The intent of activation is to reduce piracy, but requiring customers and partners to call Microsoft and get a unique key to reactivate XP on every new Vista PC purchase frustrates new PC sales and hinders customer migrations to Vista, according to system builders.

Vista's general release came in late January, and the operating system now comes pre-installed on all new Windows PCs. Users can activate the new OS electronically. Typically, though, small and midsize businesses and enterprises wait several months before considering an upgrade to a new OS and tend to use the old platform until all the kinks are worked out and applications are tested.

Microsoft executives said the company is aware of the issue and is working on a solution.

Still, system builders said they're feeling the impact of the problem in the field today, and they gave Microsoft a lot of grief over the downgrade program at the summit.

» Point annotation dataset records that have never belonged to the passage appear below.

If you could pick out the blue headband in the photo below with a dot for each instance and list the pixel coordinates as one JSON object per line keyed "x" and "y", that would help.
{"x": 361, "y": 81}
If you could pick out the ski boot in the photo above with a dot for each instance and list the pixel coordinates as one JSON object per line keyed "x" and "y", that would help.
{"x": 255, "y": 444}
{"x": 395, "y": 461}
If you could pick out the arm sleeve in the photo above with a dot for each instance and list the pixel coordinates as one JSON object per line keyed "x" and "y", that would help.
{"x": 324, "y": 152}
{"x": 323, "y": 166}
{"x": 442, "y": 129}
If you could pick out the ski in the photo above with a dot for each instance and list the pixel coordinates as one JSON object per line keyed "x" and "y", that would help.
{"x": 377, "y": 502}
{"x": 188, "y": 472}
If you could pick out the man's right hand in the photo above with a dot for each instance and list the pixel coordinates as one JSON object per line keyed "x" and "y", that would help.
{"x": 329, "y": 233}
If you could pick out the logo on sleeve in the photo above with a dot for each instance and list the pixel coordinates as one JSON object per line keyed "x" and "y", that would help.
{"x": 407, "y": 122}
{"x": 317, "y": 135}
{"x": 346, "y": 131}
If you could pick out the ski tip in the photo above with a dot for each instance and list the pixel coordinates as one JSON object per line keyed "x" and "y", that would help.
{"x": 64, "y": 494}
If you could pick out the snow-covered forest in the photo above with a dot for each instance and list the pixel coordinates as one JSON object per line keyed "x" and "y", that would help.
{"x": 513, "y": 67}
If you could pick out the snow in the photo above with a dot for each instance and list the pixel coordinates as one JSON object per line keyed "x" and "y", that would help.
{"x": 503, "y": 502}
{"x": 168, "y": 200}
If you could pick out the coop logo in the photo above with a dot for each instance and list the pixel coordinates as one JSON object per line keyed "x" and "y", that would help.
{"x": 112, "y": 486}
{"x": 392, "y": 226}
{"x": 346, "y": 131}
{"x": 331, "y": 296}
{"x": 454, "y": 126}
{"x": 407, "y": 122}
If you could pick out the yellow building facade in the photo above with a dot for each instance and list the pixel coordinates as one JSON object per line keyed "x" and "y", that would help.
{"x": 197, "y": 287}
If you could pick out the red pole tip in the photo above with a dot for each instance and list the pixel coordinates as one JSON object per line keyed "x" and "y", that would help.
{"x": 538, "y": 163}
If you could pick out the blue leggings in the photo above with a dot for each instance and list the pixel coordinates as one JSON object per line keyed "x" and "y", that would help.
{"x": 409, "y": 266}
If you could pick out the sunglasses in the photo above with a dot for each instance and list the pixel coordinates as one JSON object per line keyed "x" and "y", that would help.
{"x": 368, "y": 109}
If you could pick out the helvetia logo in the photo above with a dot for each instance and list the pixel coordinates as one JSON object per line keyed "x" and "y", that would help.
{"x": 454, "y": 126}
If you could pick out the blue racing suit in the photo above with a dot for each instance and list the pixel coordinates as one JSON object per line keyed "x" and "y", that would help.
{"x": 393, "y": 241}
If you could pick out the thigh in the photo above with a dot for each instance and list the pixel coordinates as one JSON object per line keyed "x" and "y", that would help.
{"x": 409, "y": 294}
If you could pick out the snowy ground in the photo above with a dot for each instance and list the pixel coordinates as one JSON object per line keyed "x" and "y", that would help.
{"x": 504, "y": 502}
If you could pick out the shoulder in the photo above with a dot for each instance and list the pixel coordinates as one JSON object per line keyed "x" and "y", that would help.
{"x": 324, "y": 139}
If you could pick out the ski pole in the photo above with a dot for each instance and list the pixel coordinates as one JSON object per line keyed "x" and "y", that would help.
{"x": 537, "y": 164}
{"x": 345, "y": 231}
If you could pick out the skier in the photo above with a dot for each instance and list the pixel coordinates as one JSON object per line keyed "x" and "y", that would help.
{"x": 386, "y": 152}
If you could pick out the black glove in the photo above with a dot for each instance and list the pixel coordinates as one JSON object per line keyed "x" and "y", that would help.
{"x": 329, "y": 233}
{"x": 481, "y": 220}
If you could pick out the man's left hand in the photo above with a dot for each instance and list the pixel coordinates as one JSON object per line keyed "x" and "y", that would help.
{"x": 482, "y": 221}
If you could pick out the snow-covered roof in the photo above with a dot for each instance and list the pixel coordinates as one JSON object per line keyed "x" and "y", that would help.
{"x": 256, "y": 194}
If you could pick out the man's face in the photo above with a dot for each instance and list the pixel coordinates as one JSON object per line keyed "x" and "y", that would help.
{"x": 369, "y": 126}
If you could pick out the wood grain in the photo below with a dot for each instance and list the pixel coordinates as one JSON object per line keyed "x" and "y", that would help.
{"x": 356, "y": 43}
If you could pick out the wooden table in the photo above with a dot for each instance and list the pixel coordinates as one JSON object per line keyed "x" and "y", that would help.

"There remain more problems with the execution of Vista rather than the quality of the operating system. For instance, the Vista downgrade to XP is pretty much a joke," said one system builder, who requested anonymity. "You cannot market it with an XP system and the activation has to be done manually. What if you
are a customer with a 100 desktops? You'll have to manually key something on each system."

Another system builder said the issue is a problem for Microsoft as well.

"Downgrade rights from Windows 98 or 2000 were much easier because you could install the older operating systems with any valid COA, and it
would work. Obviously, this isn't the case from XP to Vista," said Todd Swank, vice president of marketing at Nor-Tech, Burnsville, Minn.

"It's a real dilemma for Microsoft. We've heard of some customers getting a new Windows XP COA number when they call the activation line, which creates problems because then customers are basically getting two licenses for the price of one," Swank said.

There is a workaround: Technicians can install XP without a new Certificate of Authenticity using a Volume License CD. Yet system builders are concerned that such a method would look shady to customers, Swank said.

Microsoft is working to resolve the complexities involved in using XP downgrade rights, said John Ball, general manager of U.S. system builders for Microsoft.

"It will be sooner rather than later," Ball said, promising a solution well before the end of the year. "Senior [Microsoft] executives have heard the feedback, and there is a lot of focus on getting this right. It's an issue globally, and we're focused on it."

One system builder in the managed services space views the situation as an opportunity to pitch services to customers.

"I do handle [downgrades] for them, but I don't think it's hard. I guess system builders tend to whine a lot," said David Stinner, president of US itek Group, Buffalo, N.Y. "You can turn it around into an opportunity. We can do downgrade rights for customers, put Vista Business on it and install Windows XP Pro so they have 50 machines. And when they are ready to go to Vista, we'll upgrade them because we have the Vista keys already on it. "

Industry observers said at least some of the difficulties are getting ironed out. For example, some employees in Microsoft's global technical support team told some customers initially after Vista's release that they were not allowed to use downgrade rights to XP at all. But that was incorrect.

"Downgrade has always been a bit of a pain, especially for an operating system. You always had to have a valid CD," said Jeffrey Sherman, president of Warever Computing, Los Angeles. "However, the problem is that XP requires activation, and they won't reactivate a product key that's already been activated. However, the staff in India doesn't seem to have gotten that information, so they simply tell you that they won't activate XP."